Will Miles Battle or Demarcus Gregory put together their most complete performance since joining the program? What impact will junior college transfer Dontario Drummond make. Wide receivers coach Jacob Peeler declared in the preseason that he wants his unit to be deeper this year. If Sanders is unable to suit up, that depth will be tested quickly.
1. Arkansas will play two quarterbacks. Transfer Ben Hicks, who played under Chad Morris at SMU for two years before Morris took the gig in Fayetteville, won the starting job over Texas A&M transfer Nick Starkel. But Starkel went 4-of-5 off the bench last week for 80 yards an interception. Hicks was a pedestrian 14-of-29 for 143 yards.
Some view Starkel as the better quarterback with more upside, but Hicks had the upper hand with the familiarity of Morris’ system. The Athletics’ Kelli Stacy said on Wednesday’s podcast she anticipates both will play. But in what capacity and how much?
Two things I am eager to learn:
- Will Ole Miss be able to contain Arkansas running back Rakeem Boyd, and to what extent? The Rebels were better in week one than they were at any point last year, but Memphis running back Patrick Taylor still averaged four yards per carry. He ran it 27 times for 128 yards and a score. The Rebels weren’t exactly the 1985 Chicago Bears, but there was tangible proof of improvement.
“It seems like Boyd has been there for a long time,” Luke said. “I just remember vividly in the game last year that he has the ability to run through you. He can make you miss, he is just a very good back. (Devwah) Whaley is really good too so they have a really good one-two punch there. We’ll have our hands full trying to stop it.”
Boyd torched the Rebels in Little Rock. He tallied 119 yards on seven carries, including a 69-yard touchdown run before he was knocked out of the game with an injury. Boyd has the ability to do damage between the tackles and makes up one half of a formidable one-two punch alongside Devah Whaley. The duo will test just how improved this Ole Miss front seven is.

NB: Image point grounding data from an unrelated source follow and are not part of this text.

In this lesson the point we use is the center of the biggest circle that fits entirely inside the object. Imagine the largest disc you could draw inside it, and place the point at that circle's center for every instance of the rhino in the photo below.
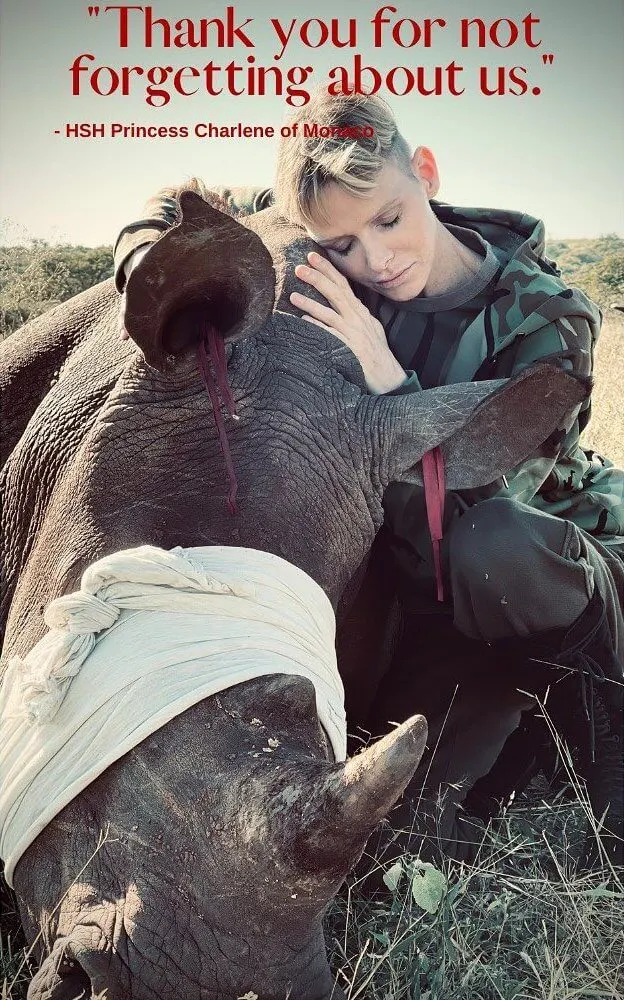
(195, 864)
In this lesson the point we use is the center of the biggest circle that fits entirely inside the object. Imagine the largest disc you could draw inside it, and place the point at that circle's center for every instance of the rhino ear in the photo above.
(60, 976)
(484, 429)
(207, 268)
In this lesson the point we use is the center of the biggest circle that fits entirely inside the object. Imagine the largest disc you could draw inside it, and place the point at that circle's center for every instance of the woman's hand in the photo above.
(349, 320)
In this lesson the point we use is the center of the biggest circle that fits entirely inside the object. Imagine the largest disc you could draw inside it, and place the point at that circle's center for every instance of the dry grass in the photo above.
(606, 429)
(519, 923)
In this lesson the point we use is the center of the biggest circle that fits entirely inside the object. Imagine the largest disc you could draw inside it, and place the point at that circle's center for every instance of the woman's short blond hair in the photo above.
(345, 139)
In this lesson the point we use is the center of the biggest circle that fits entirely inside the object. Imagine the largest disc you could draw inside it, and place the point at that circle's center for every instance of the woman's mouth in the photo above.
(396, 280)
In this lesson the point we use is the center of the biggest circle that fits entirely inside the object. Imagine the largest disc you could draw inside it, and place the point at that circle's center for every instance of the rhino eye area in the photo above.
(224, 310)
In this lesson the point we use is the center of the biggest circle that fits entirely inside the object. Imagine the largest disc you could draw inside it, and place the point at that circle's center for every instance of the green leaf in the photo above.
(428, 886)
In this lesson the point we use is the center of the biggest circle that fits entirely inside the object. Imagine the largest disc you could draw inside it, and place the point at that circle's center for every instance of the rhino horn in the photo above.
(351, 799)
(206, 268)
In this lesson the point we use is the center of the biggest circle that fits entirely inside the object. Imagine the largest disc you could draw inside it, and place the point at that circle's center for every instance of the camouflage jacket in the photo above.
(531, 315)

2. What does chapter two of Matt Corral look like? In an offseason in which he was thrust into both the brightest spotlight and a leadership role fit for an upperclassman, Corral struggled mightily in the season opener. Some of it was the ineptitude of the offensive line, some of it was the receivers not being able to create separation. But some of if was poor decisions and inaccurate throws on Corral’s part. He finished at 9-of-19 for 94 yards and an interception.
“He made some really good decisions and some poor ones,” Luke said. “In your first start, that happens. There are some things we can do to help him with the o-line and receivers. We have to get the ball out quicker and if we want to take a shot downfield, hold up in protection for him.”
Ole Miss won’t win if the offense doesn’t offer more a vertical passing threat than it was against Memphis. That is stating the obvious, but that starts with Corral. He has to complete around 60 percent of his passes and he has to make better reads on some of the run-pass option looks Rodriguez dialed up. Rodriguez needs to put Corral in better situations than he did at times last week, but the bottom line is that Corral has to perform better. Will he?